There is a commented out import statement, too. If you comment out the ThreadPool and import Pool from multiprocessing instead, you will get subprocesses instead of threads, which may be more efficient in your case.
Using a Pool/ThreadPool from multiprocessing to map tasks to a pool of workers and a Queue to control how many tasks are held in memory (so we don't read too far ahead into the huge CSV file if worker processes are slow):
from multiprocessing.pool import ThreadPool as Pool
# from multiprocessing import Pool
from random import randint
import time, os
from multiprocessing import Queue
def process_line(l):
print("{} started".format(l))
time.sleep(randint(0, 3))
print("{} done".format(l))
def get_next_line():
with open(sample_csv, 'r') as f:
for line in f:
yield line
# use for testing
# def get_next_line():
# for i in range(100):
# print('yielding {}'.format(i))
# yield i
def worker_main(queue):
print("{} working".format(os.getpid()))
while True:
# Get item from queue, block until one is available
item = queue.get(True)
if item == None:
# Shutdown this worker and requeue the item so other workers can shutdown as well
queue.put(None)
break
else:
# Process item
process_line(item)
print("{} done working".format(os.getpid()))
f = get_next_line()
# Use a multiprocessing queue with maxsize
q = Queue(maxsize=5)
# Start workers to process queue items
t = Pool(processes=8, initializer=worker_main, initargs=(q,))
# Enqueue items. This blocks if the queue is full.
for l in f:
q.put(l)
# Enqueue the shutdown message (i.e. None)
q.put(None)
# We need to first close the pool before joining
t.close()
t.join()
Hannu's answer is not the best method.
I ran the code on a 100M rows CSV file. It took me forever to perform the operation.
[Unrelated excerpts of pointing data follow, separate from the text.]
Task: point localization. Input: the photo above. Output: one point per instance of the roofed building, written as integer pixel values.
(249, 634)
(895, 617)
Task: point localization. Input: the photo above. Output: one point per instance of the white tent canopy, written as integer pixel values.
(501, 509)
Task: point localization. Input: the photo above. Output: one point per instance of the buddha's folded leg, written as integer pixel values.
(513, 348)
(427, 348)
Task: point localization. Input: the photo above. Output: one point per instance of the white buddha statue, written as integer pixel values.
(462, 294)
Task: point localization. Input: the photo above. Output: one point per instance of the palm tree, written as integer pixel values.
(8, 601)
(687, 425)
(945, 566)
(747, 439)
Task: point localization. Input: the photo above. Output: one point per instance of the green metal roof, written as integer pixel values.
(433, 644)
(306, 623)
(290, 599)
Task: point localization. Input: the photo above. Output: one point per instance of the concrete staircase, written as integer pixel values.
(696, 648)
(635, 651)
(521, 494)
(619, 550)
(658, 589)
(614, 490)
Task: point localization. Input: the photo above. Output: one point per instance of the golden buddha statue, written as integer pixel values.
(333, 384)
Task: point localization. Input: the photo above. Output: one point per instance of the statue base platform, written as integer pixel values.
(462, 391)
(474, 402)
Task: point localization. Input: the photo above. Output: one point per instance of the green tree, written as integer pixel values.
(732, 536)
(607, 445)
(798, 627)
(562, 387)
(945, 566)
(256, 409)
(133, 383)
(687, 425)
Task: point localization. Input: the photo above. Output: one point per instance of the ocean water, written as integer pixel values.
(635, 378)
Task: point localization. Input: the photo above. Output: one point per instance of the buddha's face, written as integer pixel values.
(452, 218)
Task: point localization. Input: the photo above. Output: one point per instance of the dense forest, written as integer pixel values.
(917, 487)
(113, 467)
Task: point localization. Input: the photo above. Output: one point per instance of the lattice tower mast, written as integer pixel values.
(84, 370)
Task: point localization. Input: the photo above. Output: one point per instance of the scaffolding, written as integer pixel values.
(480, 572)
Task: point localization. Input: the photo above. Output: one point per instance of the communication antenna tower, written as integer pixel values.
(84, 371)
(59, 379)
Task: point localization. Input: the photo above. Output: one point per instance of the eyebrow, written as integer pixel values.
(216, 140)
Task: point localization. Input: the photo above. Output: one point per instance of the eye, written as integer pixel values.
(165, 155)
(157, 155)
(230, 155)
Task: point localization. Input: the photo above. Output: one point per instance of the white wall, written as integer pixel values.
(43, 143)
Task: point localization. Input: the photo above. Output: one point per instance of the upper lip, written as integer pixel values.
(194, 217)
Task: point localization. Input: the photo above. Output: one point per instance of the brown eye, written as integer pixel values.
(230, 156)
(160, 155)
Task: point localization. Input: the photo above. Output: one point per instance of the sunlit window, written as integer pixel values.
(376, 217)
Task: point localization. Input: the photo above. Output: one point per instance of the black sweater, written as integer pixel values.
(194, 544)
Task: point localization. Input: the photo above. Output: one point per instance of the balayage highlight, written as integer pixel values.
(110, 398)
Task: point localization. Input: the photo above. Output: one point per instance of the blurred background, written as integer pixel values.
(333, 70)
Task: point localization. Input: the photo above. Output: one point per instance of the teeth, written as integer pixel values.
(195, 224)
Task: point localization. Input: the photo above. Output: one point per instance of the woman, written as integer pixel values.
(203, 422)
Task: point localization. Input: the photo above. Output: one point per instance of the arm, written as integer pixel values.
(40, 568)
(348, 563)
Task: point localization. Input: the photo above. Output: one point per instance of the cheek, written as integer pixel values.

However, prior to reading his answer, I had written the following code:
def call_processing_rows_pickably(row):
process_row(row)
import csv
from multiprocessing import Pool
import time
import datetime
def process_row(row):
row_to_be_printed = str(row)+str("hola!")
print(row_to_be_printed)
class process_csv():
def __init__(self, file_name):
self.file_name = file_name
def get_row_count(self):
with open(self.file_name) as f:
for i, l in enumerate(f):
pass
self.row_count = i
def select_chunk_size(self):
if(self.row_count>10000000):
self.chunk_size = 100000
return
if(self.row_count>5000000):
self.chunk_size = 50000
return
self.chunk_size = 10000
return
def process_rows(self):
list_de_rows = []
count = 0
with open(self.file_name, 'rb') as file:
reader = csv.reader(file)
for row in reader:
print(count+1)
list_de_rows.append(row)
if(len(list_de_rows) == self.chunk_size):
p.map(call_processing_rows_pickably, list_de_rows)
del list_de_rows[:]
def start_process(self):
self.get_row_count()
self.select_chunk_size()
self.process_rows()
initial = datetime.datetime.now()
p = Pool(4)
ob = process_csv("100M_primes.csv")
ob.start_process()
final = datetime.datetime.now()
print(final-initial)
This took 22 minutes. Obviously, I need to have more improvements. For example, the Fred library in R takes 10 minutes maximum to do this task.
The difference is: I am creating a chunk of 100k rows first, and then I pass it to a function which is mapped by threadpool(here, 4 threads).